Law and Grace. The Church has consistently resisted any opposition of Law to Gospel. The Catechism teaches that the moral law "is the work of divine Wisdom" and that "its precepts express the fundamental truths that God has inscribed in the human heart" (CCC 1950, 1954). St. Thomas Aquinas, drawing on Augustine, argues in the Summa Theologiae (I-II, q.93) that the eternal law is participated in by rational creatures as the natural law, and further revealed in the divine positive law of Scripture. To forsake this law, as Proverbs 28:4 warns, is to cut oneself off from participation in God's own Wisdom. Pope John Paul II, in Veritatis Splendor (§40), applies precisely this Thomistic synthesis: "The moral law has its origin in God and always finds its source in him." The proverb's praise of wickedness is thus, for Catholic teaching, a symptom of the darkening of conscience that follows the rejection of God's moral order.

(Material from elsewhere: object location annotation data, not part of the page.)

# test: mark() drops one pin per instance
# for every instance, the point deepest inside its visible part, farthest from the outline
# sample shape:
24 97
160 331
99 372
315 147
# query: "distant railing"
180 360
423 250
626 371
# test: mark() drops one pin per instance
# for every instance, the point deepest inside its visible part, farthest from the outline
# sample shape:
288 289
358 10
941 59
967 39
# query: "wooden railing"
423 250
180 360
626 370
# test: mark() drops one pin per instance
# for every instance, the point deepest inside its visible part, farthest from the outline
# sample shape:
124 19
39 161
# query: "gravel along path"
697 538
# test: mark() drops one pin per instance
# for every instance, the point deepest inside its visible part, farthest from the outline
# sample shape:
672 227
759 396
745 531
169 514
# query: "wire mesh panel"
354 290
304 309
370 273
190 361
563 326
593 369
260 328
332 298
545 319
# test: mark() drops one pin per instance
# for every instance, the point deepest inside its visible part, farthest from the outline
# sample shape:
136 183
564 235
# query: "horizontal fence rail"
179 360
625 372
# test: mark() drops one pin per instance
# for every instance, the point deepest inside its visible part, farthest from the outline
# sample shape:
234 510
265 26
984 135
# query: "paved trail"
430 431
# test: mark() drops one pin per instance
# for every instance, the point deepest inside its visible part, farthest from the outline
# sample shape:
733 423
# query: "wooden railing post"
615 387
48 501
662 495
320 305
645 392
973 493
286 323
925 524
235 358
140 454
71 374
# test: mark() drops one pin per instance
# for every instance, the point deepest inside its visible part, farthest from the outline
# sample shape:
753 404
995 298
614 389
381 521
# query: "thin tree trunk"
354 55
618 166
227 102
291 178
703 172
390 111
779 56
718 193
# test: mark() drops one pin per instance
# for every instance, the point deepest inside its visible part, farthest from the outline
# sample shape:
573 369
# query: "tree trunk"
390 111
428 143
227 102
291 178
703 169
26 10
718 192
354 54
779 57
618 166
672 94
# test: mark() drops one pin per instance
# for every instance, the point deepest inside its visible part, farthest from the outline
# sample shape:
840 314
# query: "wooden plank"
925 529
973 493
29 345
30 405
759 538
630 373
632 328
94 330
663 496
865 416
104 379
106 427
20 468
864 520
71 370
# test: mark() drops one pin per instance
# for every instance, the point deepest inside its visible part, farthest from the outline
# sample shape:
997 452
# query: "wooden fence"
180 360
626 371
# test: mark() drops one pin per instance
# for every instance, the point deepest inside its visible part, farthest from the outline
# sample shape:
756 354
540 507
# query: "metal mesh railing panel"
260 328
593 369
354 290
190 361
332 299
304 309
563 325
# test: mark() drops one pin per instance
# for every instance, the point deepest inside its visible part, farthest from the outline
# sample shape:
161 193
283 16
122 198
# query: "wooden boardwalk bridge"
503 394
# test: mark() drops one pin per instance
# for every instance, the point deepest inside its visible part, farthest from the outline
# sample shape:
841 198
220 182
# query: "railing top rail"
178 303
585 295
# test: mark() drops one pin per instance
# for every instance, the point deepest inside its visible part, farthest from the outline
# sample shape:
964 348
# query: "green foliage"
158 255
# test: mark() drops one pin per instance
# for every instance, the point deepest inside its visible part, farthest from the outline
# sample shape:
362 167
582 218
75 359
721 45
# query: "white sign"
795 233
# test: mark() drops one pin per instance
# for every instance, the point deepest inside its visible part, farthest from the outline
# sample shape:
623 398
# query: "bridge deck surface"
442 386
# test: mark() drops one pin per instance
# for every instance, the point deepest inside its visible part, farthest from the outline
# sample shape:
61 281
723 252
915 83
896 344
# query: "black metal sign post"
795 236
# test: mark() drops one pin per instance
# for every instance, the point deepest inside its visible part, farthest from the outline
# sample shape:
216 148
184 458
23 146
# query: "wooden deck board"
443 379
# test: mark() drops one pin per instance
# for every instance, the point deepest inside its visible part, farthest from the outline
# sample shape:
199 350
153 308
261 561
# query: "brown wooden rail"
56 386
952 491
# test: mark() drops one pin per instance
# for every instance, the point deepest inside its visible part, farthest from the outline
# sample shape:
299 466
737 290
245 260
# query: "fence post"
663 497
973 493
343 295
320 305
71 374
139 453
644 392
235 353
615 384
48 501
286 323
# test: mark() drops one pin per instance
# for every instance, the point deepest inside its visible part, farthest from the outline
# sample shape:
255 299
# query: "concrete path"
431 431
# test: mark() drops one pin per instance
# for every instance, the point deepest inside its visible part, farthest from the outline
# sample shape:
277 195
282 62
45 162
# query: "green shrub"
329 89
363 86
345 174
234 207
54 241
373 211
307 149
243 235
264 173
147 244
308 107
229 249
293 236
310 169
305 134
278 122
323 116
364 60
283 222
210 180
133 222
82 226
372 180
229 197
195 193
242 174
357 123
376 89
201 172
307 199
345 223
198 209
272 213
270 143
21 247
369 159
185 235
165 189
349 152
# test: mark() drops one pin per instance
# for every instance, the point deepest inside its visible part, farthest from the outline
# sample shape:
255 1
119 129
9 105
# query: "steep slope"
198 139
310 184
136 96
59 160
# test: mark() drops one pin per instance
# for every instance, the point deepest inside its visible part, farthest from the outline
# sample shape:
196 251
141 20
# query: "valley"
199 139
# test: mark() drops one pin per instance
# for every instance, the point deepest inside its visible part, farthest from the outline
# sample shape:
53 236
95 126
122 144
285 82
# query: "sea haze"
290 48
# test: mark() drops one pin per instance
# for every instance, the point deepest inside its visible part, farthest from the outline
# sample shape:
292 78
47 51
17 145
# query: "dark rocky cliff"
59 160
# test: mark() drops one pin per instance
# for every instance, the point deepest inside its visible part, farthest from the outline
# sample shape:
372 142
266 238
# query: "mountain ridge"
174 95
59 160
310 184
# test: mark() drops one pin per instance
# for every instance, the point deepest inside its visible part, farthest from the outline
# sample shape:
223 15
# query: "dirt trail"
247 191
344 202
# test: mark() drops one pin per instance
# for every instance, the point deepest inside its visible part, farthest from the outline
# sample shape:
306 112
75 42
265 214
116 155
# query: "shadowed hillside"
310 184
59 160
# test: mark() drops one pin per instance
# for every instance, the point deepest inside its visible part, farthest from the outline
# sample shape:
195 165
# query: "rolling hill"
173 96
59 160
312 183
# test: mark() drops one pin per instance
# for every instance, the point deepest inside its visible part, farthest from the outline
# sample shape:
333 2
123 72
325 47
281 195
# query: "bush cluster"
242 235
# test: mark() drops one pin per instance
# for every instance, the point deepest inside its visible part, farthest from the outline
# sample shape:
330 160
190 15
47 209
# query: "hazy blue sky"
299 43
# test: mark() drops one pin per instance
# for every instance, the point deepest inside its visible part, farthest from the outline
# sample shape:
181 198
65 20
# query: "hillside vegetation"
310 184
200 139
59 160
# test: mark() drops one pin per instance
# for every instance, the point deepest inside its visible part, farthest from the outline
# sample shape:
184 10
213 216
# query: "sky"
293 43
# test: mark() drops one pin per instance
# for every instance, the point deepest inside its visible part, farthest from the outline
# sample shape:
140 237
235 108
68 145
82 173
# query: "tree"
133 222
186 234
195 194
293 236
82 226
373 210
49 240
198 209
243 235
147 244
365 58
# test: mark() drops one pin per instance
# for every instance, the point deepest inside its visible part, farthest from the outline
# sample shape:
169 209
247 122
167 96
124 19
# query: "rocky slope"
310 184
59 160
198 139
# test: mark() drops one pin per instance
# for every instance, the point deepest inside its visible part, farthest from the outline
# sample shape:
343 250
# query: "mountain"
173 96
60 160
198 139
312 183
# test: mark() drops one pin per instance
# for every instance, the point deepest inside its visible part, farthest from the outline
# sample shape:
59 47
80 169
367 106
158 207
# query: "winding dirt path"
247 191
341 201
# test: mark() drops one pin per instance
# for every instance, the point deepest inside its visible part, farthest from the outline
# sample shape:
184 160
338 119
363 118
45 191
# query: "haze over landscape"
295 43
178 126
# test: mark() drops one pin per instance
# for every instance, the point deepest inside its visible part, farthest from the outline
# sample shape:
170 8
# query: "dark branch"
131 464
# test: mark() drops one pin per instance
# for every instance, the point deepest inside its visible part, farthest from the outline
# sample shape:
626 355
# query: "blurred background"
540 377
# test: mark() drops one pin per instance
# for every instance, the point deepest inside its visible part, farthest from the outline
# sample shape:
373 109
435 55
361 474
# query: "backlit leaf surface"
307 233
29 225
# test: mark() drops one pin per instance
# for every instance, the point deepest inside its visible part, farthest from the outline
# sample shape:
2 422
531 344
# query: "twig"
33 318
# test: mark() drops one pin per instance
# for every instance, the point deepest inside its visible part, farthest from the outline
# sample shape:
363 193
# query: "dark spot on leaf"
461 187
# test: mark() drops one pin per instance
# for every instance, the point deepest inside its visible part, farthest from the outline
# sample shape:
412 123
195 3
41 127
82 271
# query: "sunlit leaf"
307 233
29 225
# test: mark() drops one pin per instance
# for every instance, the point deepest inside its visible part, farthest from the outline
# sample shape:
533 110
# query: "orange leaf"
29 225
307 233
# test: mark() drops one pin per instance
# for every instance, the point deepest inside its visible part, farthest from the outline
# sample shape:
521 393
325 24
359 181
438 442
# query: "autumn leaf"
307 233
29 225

Noetic Effects of Sin. The Catholic tradition, distinguished from some Reformed formulations, holds that the fall darkens but does not wholly destroy the intellect's capacity for truth. Nevertheless, Veritatis Splendor §32 echoes verse 5 directly: habitual sin progressively corrupts the judgment of conscience, making it increasingly difficult to perceive good and evil correctly. St. Augustine (De Natura et Gratia, 26) and St. Bonaventure (Itinerarium, I.7) both describe how the soul turned away from God loses its orienting light and begins to mistake shadows for substance. The Church Fathers saw in this proverb a warning against what Augustine called incurvatus in se — the soul curved inward on itself, blind to the transcendent justice by which it must be measured.
Natural Law and Social Order. The Second Vatican Council (Gaudium et Spes, §16) affirms that conscience is the "most secret core" of the person where one is "alone with God." These verses warn that this sacred sanctuary is not inviolable against the person's own choices: forsaking the law silences its voice.
For the contemporary Catholic, these two verses issue a sharply relevant challenge. We live in a media and cultural environment that has perfected the art of "praising the wicked" — where what is morally disordered is routinely celebrated as liberation, courage, or authenticity. Verse 4 warns that this cultural pattern is not merely unfortunate but is itself a symptom of a deeper abandonment: a collective forsaking of the moral law written on the heart and revealed in Scripture and Tradition.
Practically, these verses call the Catholic to examine his or her own formation of conscience. Do I turn to Scripture, the Catechism, and the sacramental life to calibrate my moral perception? Or have I allowed the ambient praise of the culture — social media, entertainment, peer pressure — to quietly displace divine law as my reference point? Verse 5's warning about the evil man's inability to understand justice is a call to take seriously the ongoing discipline of moral formation. Reception of the sacraments (especially Confession, which restores right judgment), lectio divina with the wisdom literature, and immersion in the Church's social teaching are concrete means by which a Catholic can resist the progressive darkening described here. The Church is not an external critic of culture; she is the custodian of the light by which culture can see itself clearly.